Further, in accordance with the present invention, an image forming
apparatus having an interlinear function comprises an image reading
section for optically reading a document image to convert it to
corresponding image data, an image storing section for storing the
image data read by the image reading section or image data received
over a communication line, an image processing section for
executing various kinds of image processing with the image data to
produce an image signal, an image recording section for recording
an image on a recording medium in response to the image signal from
the image processing section, a character recognizing section for
recognizing characters included in the image data read by the image
reading section or the image data received over the communication
line, a word separating section for separating words on the basis
of the characters recognized by the character recognizing section,
an equivalent storing section for storing the words separated by
the word separating section and equivalents of the words, an
equivalent searching section for searching for the equivalent of
the word read out of the equivalent storing section, an output
image generating section for outputting the equivalent searched for
by the equivalent searching section together with the word
corresponding to the equivalent, a part of speech determining
section for determining a part of speech of the word searched for
by the equivalent searching section on the basis of an inflection,
and an equivalent reading section for reading out an equivalent
matching the part of speech determined by the part of speech
determining section.
Furthermore, in accordance with the present invention, an image
forming apparatus having an interlinear function comprises an image
reading section for optically reading a document image to convert
it to corresponding image data, an image storing section for
storing the image data read by the image reading section or image
data received over a communication line, an image processing
section for executing various kinds of image processing with the
image data to produce an image signal, an image recording section
for recording an image on a recording medium in response to the
image signal from the image processing section, a character
recognizing section for recognizing characters included in the
image data read by the image reading section or the image data
received over the communication line, a word separating section for
separating words on the basis of the characters recognized by the
character recognizing section, an equivalent storing section for
storing the words separated by the word separating section and
equivalents of the words, an equivalent searching section for
searching for the equivalent of the word read out of the equivalent
storing section, an output image generating section for outputting
the equivalent searched for by the equivalent searching section
together with the word corresponding to the equivalent, and a
control section for controlling the storage of the equivalent on
the basis of an output attribute given to the equivalent.

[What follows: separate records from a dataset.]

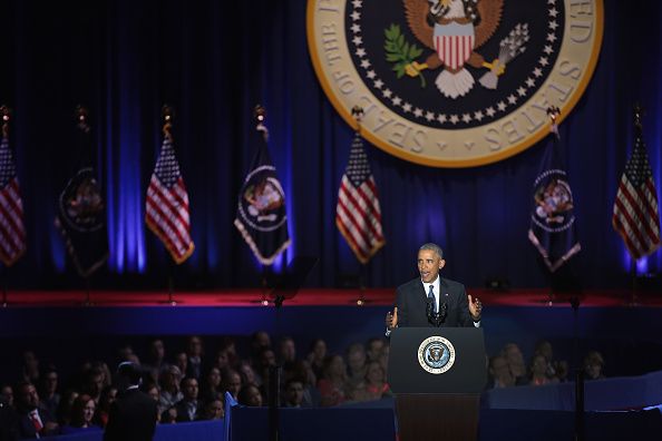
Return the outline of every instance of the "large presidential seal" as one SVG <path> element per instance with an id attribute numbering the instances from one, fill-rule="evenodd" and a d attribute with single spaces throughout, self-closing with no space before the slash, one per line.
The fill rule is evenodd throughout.
<path id="1" fill-rule="evenodd" d="M 308 40 L 327 96 L 400 158 L 470 167 L 545 137 L 584 92 L 602 0 L 309 0 Z"/>
<path id="2" fill-rule="evenodd" d="M 431 374 L 442 374 L 455 363 L 455 347 L 442 336 L 428 337 L 418 346 L 418 363 Z"/>

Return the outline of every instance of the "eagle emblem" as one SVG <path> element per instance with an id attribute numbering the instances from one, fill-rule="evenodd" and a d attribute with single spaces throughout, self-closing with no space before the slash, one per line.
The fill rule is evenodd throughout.
<path id="1" fill-rule="evenodd" d="M 502 41 L 499 57 L 487 62 L 478 49 L 497 30 L 504 0 L 403 0 L 407 23 L 416 38 L 434 52 L 425 62 L 406 66 L 410 77 L 425 69 L 441 69 L 435 84 L 444 96 L 458 98 L 474 87 L 474 76 L 465 68 L 487 68 L 480 79 L 488 89 L 496 88 L 496 77 L 503 75 L 506 63 L 524 52 L 528 41 L 528 24 L 519 23 Z"/>
<path id="2" fill-rule="evenodd" d="M 588 85 L 603 0 L 308 0 L 315 74 L 331 104 L 391 155 L 437 167 L 513 156 Z"/>

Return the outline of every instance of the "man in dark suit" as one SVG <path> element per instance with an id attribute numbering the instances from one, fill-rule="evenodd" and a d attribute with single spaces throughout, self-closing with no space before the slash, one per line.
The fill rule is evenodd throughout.
<path id="1" fill-rule="evenodd" d="M 444 252 L 436 244 L 425 244 L 418 251 L 417 277 L 398 287 L 396 307 L 386 317 L 387 334 L 396 326 L 435 326 L 430 314 L 442 316 L 441 326 L 480 325 L 483 305 L 465 292 L 460 283 L 439 276 L 446 265 Z"/>
<path id="2" fill-rule="evenodd" d="M 117 367 L 117 400 L 110 405 L 104 441 L 147 441 L 156 429 L 156 401 L 140 391 L 140 371 L 130 362 Z"/>
<path id="3" fill-rule="evenodd" d="M 35 385 L 28 381 L 16 385 L 16 408 L 18 412 L 19 439 L 41 438 L 58 433 L 58 423 L 39 403 Z"/>

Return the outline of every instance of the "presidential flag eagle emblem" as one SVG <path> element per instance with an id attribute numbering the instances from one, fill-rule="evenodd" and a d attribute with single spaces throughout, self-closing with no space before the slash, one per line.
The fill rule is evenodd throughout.
<path id="1" fill-rule="evenodd" d="M 327 96 L 400 158 L 470 167 L 543 139 L 602 43 L 602 0 L 309 0 L 311 59 Z"/>

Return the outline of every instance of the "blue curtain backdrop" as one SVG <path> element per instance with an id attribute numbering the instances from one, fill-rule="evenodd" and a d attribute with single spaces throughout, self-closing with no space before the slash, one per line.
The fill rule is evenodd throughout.
<path id="1" fill-rule="evenodd" d="M 270 149 L 286 193 L 292 256 L 317 255 L 310 286 L 360 272 L 334 225 L 351 129 L 310 62 L 303 0 L 65 1 L 0 3 L 0 101 L 14 109 L 28 229 L 27 255 L 4 271 L 10 287 L 79 287 L 52 219 L 76 153 L 74 108 L 85 104 L 108 206 L 110 261 L 94 286 L 256 286 L 260 265 L 233 226 L 254 151 L 245 140 L 263 104 Z M 582 252 L 564 270 L 582 287 L 627 286 L 630 262 L 611 227 L 617 182 L 633 144 L 632 106 L 646 108 L 644 136 L 660 194 L 662 6 L 605 1 L 604 42 L 593 80 L 563 125 Z M 176 108 L 175 147 L 191 197 L 196 251 L 171 268 L 146 231 L 147 183 L 162 143 L 160 107 Z M 371 148 L 387 245 L 363 271 L 368 286 L 416 274 L 417 247 L 446 251 L 446 274 L 468 286 L 552 281 L 527 239 L 542 144 L 497 164 L 439 169 Z M 640 265 L 660 273 L 662 252 Z"/>

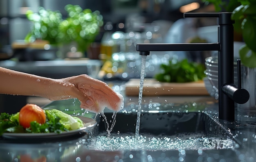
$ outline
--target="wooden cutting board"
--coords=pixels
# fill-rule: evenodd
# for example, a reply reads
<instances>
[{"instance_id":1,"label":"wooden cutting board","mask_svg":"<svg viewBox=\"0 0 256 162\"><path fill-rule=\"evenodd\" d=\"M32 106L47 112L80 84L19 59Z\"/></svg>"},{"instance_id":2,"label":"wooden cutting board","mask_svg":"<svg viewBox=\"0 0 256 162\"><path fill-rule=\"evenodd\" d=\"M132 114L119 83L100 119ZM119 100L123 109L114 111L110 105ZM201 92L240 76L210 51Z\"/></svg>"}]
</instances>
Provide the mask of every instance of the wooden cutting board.
<instances>
[{"instance_id":1,"label":"wooden cutting board","mask_svg":"<svg viewBox=\"0 0 256 162\"><path fill-rule=\"evenodd\" d=\"M126 94L138 96L139 79L131 79L126 83ZM154 79L145 79L143 96L209 95L203 81L185 83L162 83Z\"/></svg>"}]
</instances>

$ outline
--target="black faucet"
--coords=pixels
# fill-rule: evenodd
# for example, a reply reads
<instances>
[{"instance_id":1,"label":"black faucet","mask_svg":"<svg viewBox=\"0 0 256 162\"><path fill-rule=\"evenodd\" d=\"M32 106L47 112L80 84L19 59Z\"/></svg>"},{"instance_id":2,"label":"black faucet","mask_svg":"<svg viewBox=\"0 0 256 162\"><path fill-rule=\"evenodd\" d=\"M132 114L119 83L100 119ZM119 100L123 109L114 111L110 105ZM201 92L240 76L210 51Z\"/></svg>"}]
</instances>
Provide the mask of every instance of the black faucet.
<instances>
[{"instance_id":1,"label":"black faucet","mask_svg":"<svg viewBox=\"0 0 256 162\"><path fill-rule=\"evenodd\" d=\"M231 14L229 12L184 13L184 18L217 18L219 25L217 43L139 44L137 45L136 50L139 51L141 55L149 55L150 51L218 51L219 118L234 121L234 101L245 103L248 101L249 95L246 90L240 87L240 74L238 85L234 84L233 24L234 22L231 20Z\"/></svg>"}]
</instances>

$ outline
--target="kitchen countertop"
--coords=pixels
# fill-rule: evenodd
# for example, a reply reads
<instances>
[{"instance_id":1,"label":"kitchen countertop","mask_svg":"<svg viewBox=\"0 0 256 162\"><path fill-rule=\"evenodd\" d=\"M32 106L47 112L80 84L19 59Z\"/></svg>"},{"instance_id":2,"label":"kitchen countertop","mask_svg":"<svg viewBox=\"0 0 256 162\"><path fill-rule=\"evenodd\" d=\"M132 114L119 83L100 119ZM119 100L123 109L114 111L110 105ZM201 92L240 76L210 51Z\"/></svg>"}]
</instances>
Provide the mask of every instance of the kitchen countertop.
<instances>
[{"instance_id":1,"label":"kitchen countertop","mask_svg":"<svg viewBox=\"0 0 256 162\"><path fill-rule=\"evenodd\" d=\"M110 84L113 89L124 95L123 85ZM136 107L137 96L125 97L126 109ZM172 105L171 111L205 112L218 120L218 101L210 96L145 96L142 105L150 103L155 106ZM160 107L161 107L161 106ZM56 108L69 112L76 112L81 115L84 112L79 107L78 101L74 99L54 101L45 108ZM105 113L109 112L105 109ZM95 114L87 112L84 116L94 118ZM118 113L117 114L118 116ZM121 121L117 121L121 122ZM38 161L92 161L92 162L254 162L256 160L256 120L249 123L237 121L229 123L219 121L229 130L231 136L239 143L238 148L228 149L188 150L177 149L170 151L120 150L99 151L90 149L87 139L92 137L85 135L50 142L8 141L0 140L0 159L3 162L21 161L18 157L39 159ZM120 134L121 136L121 134ZM43 161L45 160L46 161Z\"/></svg>"}]
</instances>

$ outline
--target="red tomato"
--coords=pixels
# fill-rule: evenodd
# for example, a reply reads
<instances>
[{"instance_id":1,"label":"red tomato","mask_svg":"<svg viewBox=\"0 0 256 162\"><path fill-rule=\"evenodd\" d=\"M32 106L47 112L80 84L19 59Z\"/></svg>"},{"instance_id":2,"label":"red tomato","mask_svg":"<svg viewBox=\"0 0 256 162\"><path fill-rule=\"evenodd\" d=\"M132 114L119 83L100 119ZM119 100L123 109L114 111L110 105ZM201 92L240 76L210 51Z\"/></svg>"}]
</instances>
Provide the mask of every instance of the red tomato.
<instances>
[{"instance_id":1,"label":"red tomato","mask_svg":"<svg viewBox=\"0 0 256 162\"><path fill-rule=\"evenodd\" d=\"M46 162L47 159L44 156L33 159L29 155L20 155L20 162Z\"/></svg>"},{"instance_id":2,"label":"red tomato","mask_svg":"<svg viewBox=\"0 0 256 162\"><path fill-rule=\"evenodd\" d=\"M40 124L45 123L46 116L43 109L36 105L27 104L20 111L20 124L25 128L30 127L30 123L36 121Z\"/></svg>"}]
</instances>

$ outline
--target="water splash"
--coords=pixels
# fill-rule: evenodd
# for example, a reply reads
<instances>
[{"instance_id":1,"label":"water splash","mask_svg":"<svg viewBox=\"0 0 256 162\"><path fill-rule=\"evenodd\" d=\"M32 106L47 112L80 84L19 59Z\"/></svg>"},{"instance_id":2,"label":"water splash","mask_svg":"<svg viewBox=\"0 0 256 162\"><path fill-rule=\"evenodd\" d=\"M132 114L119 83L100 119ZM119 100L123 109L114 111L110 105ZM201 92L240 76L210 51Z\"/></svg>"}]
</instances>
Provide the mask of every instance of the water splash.
<instances>
[{"instance_id":1,"label":"water splash","mask_svg":"<svg viewBox=\"0 0 256 162\"><path fill-rule=\"evenodd\" d=\"M139 103L138 104L138 110L137 112L137 120L135 133L135 149L138 149L137 141L139 140L139 125L140 123L140 114L141 109L141 101L142 100L142 92L143 90L143 85L144 83L144 77L145 75L145 69L146 55L141 56L141 69L140 73L140 82L139 83Z\"/></svg>"},{"instance_id":2,"label":"water splash","mask_svg":"<svg viewBox=\"0 0 256 162\"><path fill-rule=\"evenodd\" d=\"M110 137L100 133L94 143L93 149L101 151L132 151L134 150L135 140L134 133L124 133L121 136L117 134ZM173 136L143 134L136 140L137 149L148 151L226 149L235 147L231 140L207 137L204 132L200 132Z\"/></svg>"}]
</instances>

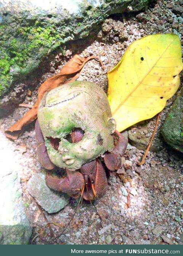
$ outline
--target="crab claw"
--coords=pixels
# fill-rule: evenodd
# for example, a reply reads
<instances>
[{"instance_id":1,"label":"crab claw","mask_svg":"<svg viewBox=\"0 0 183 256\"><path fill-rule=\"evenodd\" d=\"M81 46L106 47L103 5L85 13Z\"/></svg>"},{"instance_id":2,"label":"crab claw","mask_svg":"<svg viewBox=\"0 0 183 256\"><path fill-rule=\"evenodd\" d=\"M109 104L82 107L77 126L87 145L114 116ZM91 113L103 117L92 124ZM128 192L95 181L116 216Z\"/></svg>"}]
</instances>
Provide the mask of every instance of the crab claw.
<instances>
[{"instance_id":1,"label":"crab claw","mask_svg":"<svg viewBox=\"0 0 183 256\"><path fill-rule=\"evenodd\" d=\"M67 176L59 178L53 176L48 173L46 183L50 188L59 192L66 193L71 196L78 197L84 186L84 178L80 172L66 169Z\"/></svg>"},{"instance_id":2,"label":"crab claw","mask_svg":"<svg viewBox=\"0 0 183 256\"><path fill-rule=\"evenodd\" d=\"M45 139L38 120L36 121L35 124L35 132L38 160L42 166L45 169L53 170L55 166L48 156L47 149L45 146Z\"/></svg>"},{"instance_id":3,"label":"crab claw","mask_svg":"<svg viewBox=\"0 0 183 256\"><path fill-rule=\"evenodd\" d=\"M104 162L107 168L111 171L119 169L121 165L121 157L124 153L128 144L127 139L117 131L114 134L114 147L112 152L104 154Z\"/></svg>"},{"instance_id":4,"label":"crab claw","mask_svg":"<svg viewBox=\"0 0 183 256\"><path fill-rule=\"evenodd\" d=\"M96 197L101 197L107 190L108 181L101 162L97 159L87 163L82 166L80 171L85 183L84 199L91 201Z\"/></svg>"}]
</instances>

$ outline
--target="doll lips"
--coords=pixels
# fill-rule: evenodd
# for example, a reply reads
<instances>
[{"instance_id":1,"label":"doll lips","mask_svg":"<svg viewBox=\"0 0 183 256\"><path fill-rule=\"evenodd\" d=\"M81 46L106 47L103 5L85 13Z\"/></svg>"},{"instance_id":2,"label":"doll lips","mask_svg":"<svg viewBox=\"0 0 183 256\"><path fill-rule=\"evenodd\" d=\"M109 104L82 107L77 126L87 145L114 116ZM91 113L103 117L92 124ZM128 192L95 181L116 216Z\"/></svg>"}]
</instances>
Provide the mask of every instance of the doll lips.
<instances>
[{"instance_id":1,"label":"doll lips","mask_svg":"<svg viewBox=\"0 0 183 256\"><path fill-rule=\"evenodd\" d=\"M75 161L73 158L71 158L69 156L67 155L62 157L62 160L67 165L71 165Z\"/></svg>"},{"instance_id":2,"label":"doll lips","mask_svg":"<svg viewBox=\"0 0 183 256\"><path fill-rule=\"evenodd\" d=\"M74 162L75 160L74 159L71 159L70 160L67 160L67 161L66 161L65 164L66 164L67 165L71 165L72 164L74 164Z\"/></svg>"}]
</instances>

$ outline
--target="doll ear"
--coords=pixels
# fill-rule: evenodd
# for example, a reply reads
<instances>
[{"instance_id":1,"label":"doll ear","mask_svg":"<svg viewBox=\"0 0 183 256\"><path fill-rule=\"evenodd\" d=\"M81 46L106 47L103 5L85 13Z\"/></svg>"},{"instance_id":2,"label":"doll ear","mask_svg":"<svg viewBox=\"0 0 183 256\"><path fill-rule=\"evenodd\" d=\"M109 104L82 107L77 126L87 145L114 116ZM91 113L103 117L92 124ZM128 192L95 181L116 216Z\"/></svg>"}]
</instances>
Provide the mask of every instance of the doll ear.
<instances>
[{"instance_id":1,"label":"doll ear","mask_svg":"<svg viewBox=\"0 0 183 256\"><path fill-rule=\"evenodd\" d=\"M108 125L110 133L112 134L116 130L116 120L112 117L110 117L108 120Z\"/></svg>"},{"instance_id":2,"label":"doll ear","mask_svg":"<svg viewBox=\"0 0 183 256\"><path fill-rule=\"evenodd\" d=\"M55 166L51 161L42 132L37 120L35 124L35 138L37 143L37 155L38 160L42 166L47 170L53 170Z\"/></svg>"}]
</instances>

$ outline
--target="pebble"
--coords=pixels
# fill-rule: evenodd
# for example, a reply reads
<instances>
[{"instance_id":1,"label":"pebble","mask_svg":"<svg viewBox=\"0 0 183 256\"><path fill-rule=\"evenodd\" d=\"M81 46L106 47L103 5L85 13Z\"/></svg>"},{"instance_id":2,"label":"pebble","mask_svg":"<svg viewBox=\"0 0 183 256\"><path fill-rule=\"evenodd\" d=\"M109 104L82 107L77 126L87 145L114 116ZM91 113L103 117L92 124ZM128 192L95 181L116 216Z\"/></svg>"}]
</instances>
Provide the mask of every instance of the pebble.
<instances>
[{"instance_id":1,"label":"pebble","mask_svg":"<svg viewBox=\"0 0 183 256\"><path fill-rule=\"evenodd\" d=\"M130 169L132 166L133 162L130 160L126 160L124 163L124 167L126 170Z\"/></svg>"},{"instance_id":2,"label":"pebble","mask_svg":"<svg viewBox=\"0 0 183 256\"><path fill-rule=\"evenodd\" d=\"M110 235L108 235L106 237L105 240L106 244L108 245L110 245L112 240L112 238L111 236Z\"/></svg>"},{"instance_id":3,"label":"pebble","mask_svg":"<svg viewBox=\"0 0 183 256\"><path fill-rule=\"evenodd\" d=\"M127 190L124 188L121 188L121 190L122 191L123 196L128 196L128 192Z\"/></svg>"},{"instance_id":4,"label":"pebble","mask_svg":"<svg viewBox=\"0 0 183 256\"><path fill-rule=\"evenodd\" d=\"M179 5L173 5L172 11L176 14L181 14L183 13L183 7Z\"/></svg>"},{"instance_id":5,"label":"pebble","mask_svg":"<svg viewBox=\"0 0 183 256\"><path fill-rule=\"evenodd\" d=\"M108 230L109 229L111 229L112 227L112 225L111 224L110 224L109 225L107 225L107 226L105 226L104 227L101 228L101 229L100 229L100 230L98 231L98 234L99 235L102 235L107 230Z\"/></svg>"},{"instance_id":6,"label":"pebble","mask_svg":"<svg viewBox=\"0 0 183 256\"><path fill-rule=\"evenodd\" d=\"M159 236L163 232L165 228L163 226L157 225L152 230L152 232L153 234L156 236Z\"/></svg>"},{"instance_id":7,"label":"pebble","mask_svg":"<svg viewBox=\"0 0 183 256\"><path fill-rule=\"evenodd\" d=\"M175 219L178 222L180 222L181 221L181 218L178 216L176 216L175 217Z\"/></svg>"},{"instance_id":8,"label":"pebble","mask_svg":"<svg viewBox=\"0 0 183 256\"><path fill-rule=\"evenodd\" d=\"M136 190L134 188L132 188L130 193L133 196L136 196L136 195L138 194L136 191Z\"/></svg>"},{"instance_id":9,"label":"pebble","mask_svg":"<svg viewBox=\"0 0 183 256\"><path fill-rule=\"evenodd\" d=\"M161 235L161 237L164 241L165 241L165 243L168 243L169 245L174 244L172 241L168 237L166 237L165 235Z\"/></svg>"},{"instance_id":10,"label":"pebble","mask_svg":"<svg viewBox=\"0 0 183 256\"><path fill-rule=\"evenodd\" d=\"M144 224L146 225L146 226L148 226L148 225L149 225L148 222L147 221L146 221L145 222L144 222Z\"/></svg>"},{"instance_id":11,"label":"pebble","mask_svg":"<svg viewBox=\"0 0 183 256\"><path fill-rule=\"evenodd\" d=\"M163 30L163 27L161 25L157 25L157 29L159 31L162 31Z\"/></svg>"}]
</instances>

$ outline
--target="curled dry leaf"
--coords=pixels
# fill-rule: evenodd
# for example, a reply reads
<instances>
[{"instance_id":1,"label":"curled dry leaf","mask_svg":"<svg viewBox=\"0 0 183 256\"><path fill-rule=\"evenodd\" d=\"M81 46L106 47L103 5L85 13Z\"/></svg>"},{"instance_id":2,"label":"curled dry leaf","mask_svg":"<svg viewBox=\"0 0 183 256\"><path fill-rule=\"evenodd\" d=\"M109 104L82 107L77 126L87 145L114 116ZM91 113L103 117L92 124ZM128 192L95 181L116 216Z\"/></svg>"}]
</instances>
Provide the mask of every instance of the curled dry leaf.
<instances>
[{"instance_id":1,"label":"curled dry leaf","mask_svg":"<svg viewBox=\"0 0 183 256\"><path fill-rule=\"evenodd\" d=\"M45 92L58 87L61 84L73 82L77 79L85 64L90 60L96 59L104 66L97 56L82 58L76 55L63 67L58 75L47 79L41 85L38 90L37 99L32 109L27 112L22 118L5 131L6 137L12 139L17 138L23 126L31 123L37 117L37 109Z\"/></svg>"}]
</instances>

Moreover, in accordance with the present invention, an image
forming apparatus having an interlinear function comprises an image
reading section for optically reading a document image to convert
it to corresponding image data, an image storing section for
storing the image data read by the image reading section or image
data received over a communication line, an image processing
section for executing various kinds of image processing with the
image data to produce an image signal, an image recording section
for recording an image on a recording medium in response to the
image signal from the image processing means, a character
recognizing section for recognizing characters included in the
image data read by the image reading means or the image data
received over the communication line, a word separating section for
separating words on the basis of the characters recognized by the
character recognizing section, an equivalent storing section for
storing the words separated by the word separating section and
equivalents of the words, an equivalent searching section for
searching for the equivalent of the word read out of the equivalent
storing section, an output image generating section for outputting
the equivalent searched for by the equivalent searching section
together with the word corresponding to the equivalent, and a
control section for storing equivalents which have already occurred
before an equivalent of interest to thereby control the output of
the equivalent of interest.
In addition, in accordance with the present invention, an image
forming apparatus having an interlinear function comprises an image
reading section for optically reading a document image to convert
it to corresponding image data, an image storing section for
storing the image data read by the image reading section or image
data received over a communication line, an image processing
section for executing various kinds of image processing with the
image data to produce an image signal, an image recording section
for recording an image on a recording medium in response to the
image signal from the image processing section, a character
recognizing section for recognizing characters included in the
image data read by the image reading section or the image data
received over the communication line, a word separating section for
separating words on the basis of the characters recognized by the
character recognizing section, an equivalent storing section for
storing the words separated by the word separating section and
equivalents for the words, an equivalent searching section for
searching for the equivalent of the word read out of the equivalent
storing section, an output image generating section for outputting
the equivalent searched for by the equivalent searching section
together with the word corresponding to the equivalent, a part of
speech determining section for determining a part of speech of the
word searched for by the equivalent searching section on the basis
of an inflection, and an output image memory to be used by the
output image generating section independently of an input image
memory to be used by the image storing section.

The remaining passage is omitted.